On the rotator Hamiltonian for the SU$(N)\times\,$SU$(N)$ sigma-model in the delta-regime

TL;DR

This paper analyzes the SU(N)×SU(N) sigma-model in the delta-regime, showing the rotator approximation's agreement with chiral perturbation theory and exploring spectrum corrections for N=3.

Contribution

It demonstrates the accuracy of the rotator approximation in the delta-regime and relates spectrum deviations to quadratic Casimir invariants, supported by nonperturbative results.

Findings

Isospin susceptibility matches chiral perturbation theory up to NNLO.

Deviations involve terms vanishing as 1/ell and exponentially.

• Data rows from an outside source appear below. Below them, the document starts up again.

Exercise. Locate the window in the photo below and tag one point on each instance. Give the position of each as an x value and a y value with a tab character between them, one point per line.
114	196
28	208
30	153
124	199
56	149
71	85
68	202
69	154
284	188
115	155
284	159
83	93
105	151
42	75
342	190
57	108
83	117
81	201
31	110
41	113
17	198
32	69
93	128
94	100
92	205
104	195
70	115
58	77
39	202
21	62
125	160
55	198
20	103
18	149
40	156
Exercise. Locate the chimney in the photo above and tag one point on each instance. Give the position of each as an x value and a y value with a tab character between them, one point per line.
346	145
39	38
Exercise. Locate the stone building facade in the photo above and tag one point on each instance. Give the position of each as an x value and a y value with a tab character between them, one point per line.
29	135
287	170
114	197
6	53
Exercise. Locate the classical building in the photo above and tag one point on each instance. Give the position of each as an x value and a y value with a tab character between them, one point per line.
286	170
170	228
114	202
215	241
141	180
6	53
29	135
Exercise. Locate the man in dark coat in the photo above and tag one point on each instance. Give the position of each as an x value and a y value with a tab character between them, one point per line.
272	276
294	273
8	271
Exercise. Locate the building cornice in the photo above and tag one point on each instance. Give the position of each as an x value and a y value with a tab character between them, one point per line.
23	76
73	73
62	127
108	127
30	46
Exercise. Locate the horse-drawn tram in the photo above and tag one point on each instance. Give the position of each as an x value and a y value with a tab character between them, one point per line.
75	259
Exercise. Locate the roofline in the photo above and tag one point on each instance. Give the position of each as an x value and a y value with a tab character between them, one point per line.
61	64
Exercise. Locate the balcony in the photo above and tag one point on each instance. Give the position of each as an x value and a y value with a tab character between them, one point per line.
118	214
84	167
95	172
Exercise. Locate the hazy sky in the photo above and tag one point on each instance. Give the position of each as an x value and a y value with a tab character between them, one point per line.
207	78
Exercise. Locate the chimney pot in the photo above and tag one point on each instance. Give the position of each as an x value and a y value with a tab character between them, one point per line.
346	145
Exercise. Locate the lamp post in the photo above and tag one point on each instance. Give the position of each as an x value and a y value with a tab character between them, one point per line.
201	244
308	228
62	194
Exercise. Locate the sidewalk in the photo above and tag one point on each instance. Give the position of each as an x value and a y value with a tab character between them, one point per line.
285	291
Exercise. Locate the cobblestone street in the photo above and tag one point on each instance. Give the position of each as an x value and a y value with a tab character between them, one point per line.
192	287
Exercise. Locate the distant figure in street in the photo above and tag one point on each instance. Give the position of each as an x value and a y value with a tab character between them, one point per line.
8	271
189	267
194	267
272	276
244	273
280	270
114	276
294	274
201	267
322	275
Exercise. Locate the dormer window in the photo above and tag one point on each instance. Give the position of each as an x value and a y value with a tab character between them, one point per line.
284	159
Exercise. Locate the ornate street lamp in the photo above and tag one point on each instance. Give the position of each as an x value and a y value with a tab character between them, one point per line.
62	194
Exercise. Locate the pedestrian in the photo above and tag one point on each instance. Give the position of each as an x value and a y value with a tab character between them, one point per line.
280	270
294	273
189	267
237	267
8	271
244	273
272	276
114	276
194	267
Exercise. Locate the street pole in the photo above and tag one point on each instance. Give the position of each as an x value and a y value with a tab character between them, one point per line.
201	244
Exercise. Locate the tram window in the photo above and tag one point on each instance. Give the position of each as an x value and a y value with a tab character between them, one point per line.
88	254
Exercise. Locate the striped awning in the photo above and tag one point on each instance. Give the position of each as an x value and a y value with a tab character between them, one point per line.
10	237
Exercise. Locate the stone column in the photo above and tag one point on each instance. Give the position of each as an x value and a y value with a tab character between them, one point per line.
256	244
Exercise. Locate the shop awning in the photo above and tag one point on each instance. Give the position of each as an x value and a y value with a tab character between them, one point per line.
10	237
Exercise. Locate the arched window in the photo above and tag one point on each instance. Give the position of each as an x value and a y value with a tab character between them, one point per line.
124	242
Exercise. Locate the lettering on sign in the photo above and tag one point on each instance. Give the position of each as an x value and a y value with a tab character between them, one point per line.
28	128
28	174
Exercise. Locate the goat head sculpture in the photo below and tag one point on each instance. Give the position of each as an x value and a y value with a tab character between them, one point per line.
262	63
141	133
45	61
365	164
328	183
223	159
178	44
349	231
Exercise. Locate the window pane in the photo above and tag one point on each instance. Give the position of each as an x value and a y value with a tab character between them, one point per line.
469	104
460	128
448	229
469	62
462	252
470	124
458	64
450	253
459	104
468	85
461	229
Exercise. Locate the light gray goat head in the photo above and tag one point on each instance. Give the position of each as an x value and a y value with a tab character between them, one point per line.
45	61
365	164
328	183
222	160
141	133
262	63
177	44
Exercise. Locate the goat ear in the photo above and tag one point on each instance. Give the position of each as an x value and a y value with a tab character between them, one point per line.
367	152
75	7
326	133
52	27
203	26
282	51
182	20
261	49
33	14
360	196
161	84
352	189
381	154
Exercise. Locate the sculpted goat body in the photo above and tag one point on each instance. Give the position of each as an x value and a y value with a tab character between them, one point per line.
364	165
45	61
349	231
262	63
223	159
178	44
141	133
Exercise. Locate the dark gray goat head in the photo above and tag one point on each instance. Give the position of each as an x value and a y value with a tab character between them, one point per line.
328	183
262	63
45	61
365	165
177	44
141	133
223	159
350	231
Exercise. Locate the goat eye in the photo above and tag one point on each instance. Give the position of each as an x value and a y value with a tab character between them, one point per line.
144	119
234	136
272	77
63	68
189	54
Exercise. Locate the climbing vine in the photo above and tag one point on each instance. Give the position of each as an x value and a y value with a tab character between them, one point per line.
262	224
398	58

Spectrum corrections relate to quadratic Casimir invariant.

Abstract

We investigate some properties of the standard rotator approximation of the SU$(N)\times\,$SU$(N)$ sigma-model in the delta-regime. In particular we show that the isospin susceptibility calculated in this framework agrees with that computed by chiral perturbation theory up to next-to-next to leading order in the limit $\ell=L_t/L\to\infty\,.$ The difference between the results involves terms vanishing like $1/\ell\,,$ plus terms vanishing exponentially with $\ell\,$. As we have previously shown for the O($n$) model, this deviation can be described by a correction to the rotator spectrum proportional to the square of the quadratic Casimir invariant. Here we confront this expectation with analytic nonperturbative results on the spectrum in 2 dimensions for $N=3\,.$